Mirian showed Gutierrez an inhaler she had been given in the detention facility and asked what it was for. Her other daughter had developed a deep cough and needed attention, she said. After examining both girls, Gutierrez showed Mirian how to use the inhaler. The girls would be fine, he told her, but with their lungs as congested as they were, it might be weeks before they recovered.
“I mean, this is the best we can do,” Gutierrez said, after prescribing an antibiotic to a little girl with an ear infection. “We could be doing it better. But when they are in our care, nobody is dying.”
More than two dozen people have died while in immigration custody under the Trump administration, according to a recent NBC News analysis. The government says it added nurses and doctors to its facilities after two children died in December. Immigration authorities are now taking 60 children a day to the hospital and doing medical screens for every child under 18, U.S. Customs and Border Patrol Commissioner Kevin McAleenan said during a March news conference.
But many people still have serious needs upon release. When Gutierrez and his colleagues started these clinics, they were meant to temporarily fill a gap caused by the change in government policy. Asked if he thinks the volunteer work is sustainable, he shook his head and sighed. “I’m so tired.”
The financial model — relying on donations and volunteers — also has its limits. Asylum seekers generally don’t qualify for social services, including Medicaid, before they have been granted asylum. In California, negotiations are underway to make some of the $5 million in emergency funds the state is spending at the border available to reimburse clinics for care, according to the office of state Sen. Toni Atkins. Physicians in Texas and Arizona were not aware of similar conversations in their states.
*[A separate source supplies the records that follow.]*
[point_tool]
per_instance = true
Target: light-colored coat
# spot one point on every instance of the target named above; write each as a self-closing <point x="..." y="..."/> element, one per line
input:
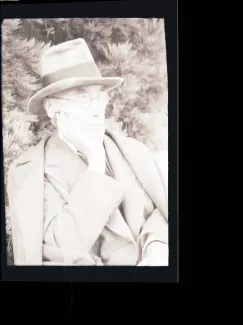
<point x="92" y="198"/>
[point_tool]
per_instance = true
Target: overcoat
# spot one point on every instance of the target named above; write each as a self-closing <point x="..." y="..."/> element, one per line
<point x="62" y="213"/>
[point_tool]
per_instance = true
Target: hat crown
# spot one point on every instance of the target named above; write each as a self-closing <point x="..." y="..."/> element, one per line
<point x="68" y="54"/>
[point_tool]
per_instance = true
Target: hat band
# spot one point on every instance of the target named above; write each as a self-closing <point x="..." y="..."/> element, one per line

Dr. Blanca Garcia, another El Paso pediatrician, has been volunteering a few days a week since October. Like many of the doctors, she cites a moral and financial argument for providing care to the migrants, who are in the country legally once they apply for asylum. These are vulnerable people who might not otherwise seek care, and for every diagnosis of strep throat, she is likely preventing an expensive emergency room visit, she said.
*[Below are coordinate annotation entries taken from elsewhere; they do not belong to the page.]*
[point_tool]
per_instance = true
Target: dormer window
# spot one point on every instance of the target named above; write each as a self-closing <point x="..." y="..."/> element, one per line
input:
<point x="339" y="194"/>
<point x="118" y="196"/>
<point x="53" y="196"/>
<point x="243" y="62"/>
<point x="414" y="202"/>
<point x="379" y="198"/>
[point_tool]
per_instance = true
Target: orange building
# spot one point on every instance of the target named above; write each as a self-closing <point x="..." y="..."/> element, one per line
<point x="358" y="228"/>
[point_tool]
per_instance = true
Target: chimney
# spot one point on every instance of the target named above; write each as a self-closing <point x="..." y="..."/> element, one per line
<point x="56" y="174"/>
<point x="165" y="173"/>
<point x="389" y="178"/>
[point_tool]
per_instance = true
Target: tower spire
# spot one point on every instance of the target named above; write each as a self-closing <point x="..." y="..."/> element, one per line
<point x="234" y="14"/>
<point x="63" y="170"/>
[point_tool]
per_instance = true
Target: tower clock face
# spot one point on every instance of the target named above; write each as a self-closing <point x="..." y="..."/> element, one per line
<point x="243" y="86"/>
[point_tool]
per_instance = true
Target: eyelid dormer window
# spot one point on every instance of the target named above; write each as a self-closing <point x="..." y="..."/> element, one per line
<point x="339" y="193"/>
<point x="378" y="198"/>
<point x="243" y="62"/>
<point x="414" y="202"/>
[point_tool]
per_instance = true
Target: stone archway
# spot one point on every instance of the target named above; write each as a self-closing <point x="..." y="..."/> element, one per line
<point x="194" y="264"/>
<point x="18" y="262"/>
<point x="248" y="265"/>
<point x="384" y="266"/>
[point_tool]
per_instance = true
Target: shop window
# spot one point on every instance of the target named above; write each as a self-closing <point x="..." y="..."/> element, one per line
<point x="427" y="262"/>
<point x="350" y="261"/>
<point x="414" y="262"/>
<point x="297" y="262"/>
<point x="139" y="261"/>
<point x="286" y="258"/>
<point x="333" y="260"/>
Still, there are limitations to what they can provide.
Cristian, 21, and his 5-month-old baby, Gretel, arrived at an El Paso shelter in a former assisted living facility early one afternoon. He’d never been alone this long with his daughter, he said. His wife — a minor — had been separated from them at the border, put in the custody of the Department of Health and Human Services. Cristian didn’t know when she might be released.
While in detention, he had spent several nights with Gretel on a concrete floor in a room with more than a hundred other men, he said. He asked a guard for a better sleeping situation. Instead of receiving help, he said, he was punished by being forced to sit and stare at a wall for over an hour as Gretel cried in his arms.
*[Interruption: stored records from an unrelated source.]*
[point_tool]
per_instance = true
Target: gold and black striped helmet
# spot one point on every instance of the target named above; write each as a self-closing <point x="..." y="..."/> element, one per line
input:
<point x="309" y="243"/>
Still breastfeeding before she was separated from her mother, she would suck on his nose and at his shirt. He was worried that she wasn’t getting enough to eat, and that the formula he was giving her wasn’t as good for her as breast milk. Dr. Garcia told him the baby looked healthy.
Still, Cristian was anxious, and grew increasingly distressed as he recounted their history.
“Will the baby be OK?” he asked in Spanish.
She assured the young father he was doing everything he could.